$(P, +, ·, 0, 1)$ is a subfield of $(F, +, ·, 0, 1)$.
Define $+': F × F → F$
by $x +' y = x + y $ and
$*: P × F → F$
by $r * x = r · x $.
Prove that $(F, +' , * , 0,1)$ is a P-vector space.
I am really un-happy with this notation and surprisingly i already cleaned it up from the original question
Given $a,b,c \in P $ and $u,v,z \in F $ where $a,b,c,u,v,z$ are arbitrary elements consider the following:
1) $u+'v= u+v = v+u =v +'u$ [Commutative]
2) $u+'(v+' z)= u+(v+z) = (v+u) +z =(u +'v)+' z$
$(a*b)*v=(ab)v=a(bv)=a*(b*v) \space$ Hence [Associative]
3) $0 \in F $ consider $v+'0 = v+0 =v\space$ [Additive identity].
4) Given $v\in F, \space$ $\exists(-v) \in F $ s.t $ v+(-v)=0=v+' (-v) \space $ [Additive inverse]
5) $1\in P $ consider $1*v=1v=v$ [Multiplicative identity]
6) $a*(v+' z)= a(v+z) = av +az =(a*v)+' (a*z)$
$(a+'b)*v = (a+b)v = av+ bv = (a*v)+' (b*v)$ [Distribuitive properties]

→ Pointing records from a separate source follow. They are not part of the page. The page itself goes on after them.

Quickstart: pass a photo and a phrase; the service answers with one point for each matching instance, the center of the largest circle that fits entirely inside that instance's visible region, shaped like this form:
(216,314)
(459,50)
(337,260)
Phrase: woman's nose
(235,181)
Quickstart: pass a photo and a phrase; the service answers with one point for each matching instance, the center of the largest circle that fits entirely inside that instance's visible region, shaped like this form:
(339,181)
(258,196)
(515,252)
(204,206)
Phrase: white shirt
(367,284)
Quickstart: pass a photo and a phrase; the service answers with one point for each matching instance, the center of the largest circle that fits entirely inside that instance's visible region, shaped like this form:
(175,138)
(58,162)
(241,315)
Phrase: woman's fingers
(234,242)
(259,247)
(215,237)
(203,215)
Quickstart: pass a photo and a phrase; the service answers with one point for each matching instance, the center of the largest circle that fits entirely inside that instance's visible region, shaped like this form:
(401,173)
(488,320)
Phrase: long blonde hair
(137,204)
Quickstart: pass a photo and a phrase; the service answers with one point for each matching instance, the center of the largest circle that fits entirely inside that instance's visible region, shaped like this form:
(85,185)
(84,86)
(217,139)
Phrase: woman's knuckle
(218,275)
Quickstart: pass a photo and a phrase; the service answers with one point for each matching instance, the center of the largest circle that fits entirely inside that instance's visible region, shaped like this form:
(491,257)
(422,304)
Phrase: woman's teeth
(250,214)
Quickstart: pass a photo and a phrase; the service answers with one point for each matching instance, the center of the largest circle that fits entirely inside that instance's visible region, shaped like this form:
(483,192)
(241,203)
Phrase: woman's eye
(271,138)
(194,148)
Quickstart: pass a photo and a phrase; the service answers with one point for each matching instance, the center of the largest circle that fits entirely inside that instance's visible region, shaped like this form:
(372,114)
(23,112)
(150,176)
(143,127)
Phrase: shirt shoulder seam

So if i have done that right that means that $(F, +' , * , 0,1)$ is a vector space with those two binary operations.
The thing i am less sure about is that it is a vector space over P.
i also don't like how i showed property's 4 and 5 they feel really wishy washy the way i showed them is there some nice way to clean this up?